If she is your boss, then it is your place to ask what procedures you are supposed to follow when the school database isn't up to date and how you should document changes from the normal procedure so other employees will know what has been done. Documenting it properly is especially important since you're not working every day. If she won't follow her own procedures, then there's nothing you can do. But asking her to spell out how she wants to you to adapt the procedures to handle the database issues will at least make sure that everyone is on the same page. If you can get the instructions in writing, e.g., an email, so you can refer to them later, then when conflicts come up, you'll at least be able to show that you were following your instructions.

I keep getting distracted by the students coming thru of rnumbers again.  I don't know how long the process is for assigning a number, but I would like to believe that a college student would remember. "Oh I got a library number in my morning class, so don't need to get one in my afternoon class".  Is there a way to make an announcement when a batch show up along the lines of "if you have already worked with the library/gotten a library number, you do not need to do this again"?

Students have no idea this is going on, all they know us to pick up their cards today. They cone in once,not twice. My boss is the one giving them the number after I did.

Last term she started entering students in who didn't come to see us into the system. I'm not sure why, possibly something to with the e-learning.

And, since she again broke procedure and we didn't type up their ID cards, I wonder what in earth is going to happen today when the studebts expect their cards.

So, it sounds to me like your boss is the one not following procedure, and thus making more work for others. I think I would send Boss an email asking for clarification, and copy anyone else who would be affected as well--like the other person who does your same job the other days of the week.

Something like, "Boss, these database problems have got me really confused.
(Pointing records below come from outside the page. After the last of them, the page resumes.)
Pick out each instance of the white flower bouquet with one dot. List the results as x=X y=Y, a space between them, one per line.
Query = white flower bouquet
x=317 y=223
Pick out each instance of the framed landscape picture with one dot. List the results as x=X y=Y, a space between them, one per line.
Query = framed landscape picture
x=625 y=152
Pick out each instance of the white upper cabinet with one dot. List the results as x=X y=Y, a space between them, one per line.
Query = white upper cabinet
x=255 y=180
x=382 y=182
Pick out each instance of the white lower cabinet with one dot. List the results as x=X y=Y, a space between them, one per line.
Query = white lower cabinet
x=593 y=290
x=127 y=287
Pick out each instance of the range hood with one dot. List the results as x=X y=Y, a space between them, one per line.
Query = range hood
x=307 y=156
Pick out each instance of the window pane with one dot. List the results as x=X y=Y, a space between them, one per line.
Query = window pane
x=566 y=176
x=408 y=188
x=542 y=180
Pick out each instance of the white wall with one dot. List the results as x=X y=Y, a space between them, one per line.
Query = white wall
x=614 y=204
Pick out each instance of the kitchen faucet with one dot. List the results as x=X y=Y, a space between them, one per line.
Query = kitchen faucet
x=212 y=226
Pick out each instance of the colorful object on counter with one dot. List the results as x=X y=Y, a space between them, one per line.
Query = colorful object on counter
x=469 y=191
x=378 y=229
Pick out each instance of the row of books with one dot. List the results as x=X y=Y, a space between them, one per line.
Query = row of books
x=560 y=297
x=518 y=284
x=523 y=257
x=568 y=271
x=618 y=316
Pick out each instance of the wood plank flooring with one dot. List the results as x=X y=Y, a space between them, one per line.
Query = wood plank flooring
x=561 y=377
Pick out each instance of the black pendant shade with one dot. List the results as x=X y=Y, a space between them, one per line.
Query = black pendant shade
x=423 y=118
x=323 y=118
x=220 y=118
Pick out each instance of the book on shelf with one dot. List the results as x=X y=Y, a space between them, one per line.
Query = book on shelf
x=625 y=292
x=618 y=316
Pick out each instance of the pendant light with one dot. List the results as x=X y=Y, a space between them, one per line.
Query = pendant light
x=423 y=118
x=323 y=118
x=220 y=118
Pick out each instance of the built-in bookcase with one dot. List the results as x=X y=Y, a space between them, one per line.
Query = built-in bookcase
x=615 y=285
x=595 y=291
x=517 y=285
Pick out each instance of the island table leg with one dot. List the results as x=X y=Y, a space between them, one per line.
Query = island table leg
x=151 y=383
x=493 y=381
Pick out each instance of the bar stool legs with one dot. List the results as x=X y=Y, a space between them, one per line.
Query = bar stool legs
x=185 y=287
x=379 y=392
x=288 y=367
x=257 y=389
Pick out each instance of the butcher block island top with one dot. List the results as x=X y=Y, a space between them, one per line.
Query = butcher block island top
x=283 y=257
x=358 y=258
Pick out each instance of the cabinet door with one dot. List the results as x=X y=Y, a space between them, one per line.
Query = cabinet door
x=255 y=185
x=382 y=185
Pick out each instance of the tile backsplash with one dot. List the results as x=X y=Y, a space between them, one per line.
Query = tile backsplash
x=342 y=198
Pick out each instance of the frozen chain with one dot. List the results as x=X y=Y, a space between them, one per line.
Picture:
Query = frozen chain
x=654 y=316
I've been doing XYZ, but I see an increasing number of duplicate entries in the system, which will take a long time for Betty and I to correct. [without mentioning Boss is the one causing those] Is there something else I should be doing, other than XYZ, to prevent this issue?"

Boss might thus realized she has caused the duplicate entries by interfering with the XYZ steps; or, if totally clueless, at least she will be perplexed as to why your perfectly appropriate XYZ steps are "causing" this problem and might ask you to investigate, so at some point you could say, "Oh, it looks like someone was doing ABC at the same time I was doing XYZ." At which point Boss should remember she was the one doing ABC. And stop doing it.

Or, if Boss thinks you should not be doing XYZ at this time, this is her opportunity to clarify that in writing to both you and Betty. If Boss is more the type to tell you something verbally, you can always send her a follow-up email saying, "Just to clarify, today we discussed that I should do ABC instead of XYZ until further notice, correct?"

I'm imagining that since you work side by side with Boss, and you felt comfortable correcting her verbally and also leaving her a note explaining that she'd done something wrong, it would be perfectly appropriate for you to send her an email on the same subject. But with the email you could copy other affected people, too, so everyone is on the same page; get Boss's response in writing for future reference; and have documentation to pass along to others should things continue to be messed up.

I'll see how we go tomorrow when I'm there. I did get a call yesterday asking about student cards and if I had done them. I told her I hadn't because she had told me nit to and never said any different.

I suppose I should ha asked her, but we were both stressed from the week and my new medication was making me have strabge ,old swings, so it was all I could do to keep my mind on task.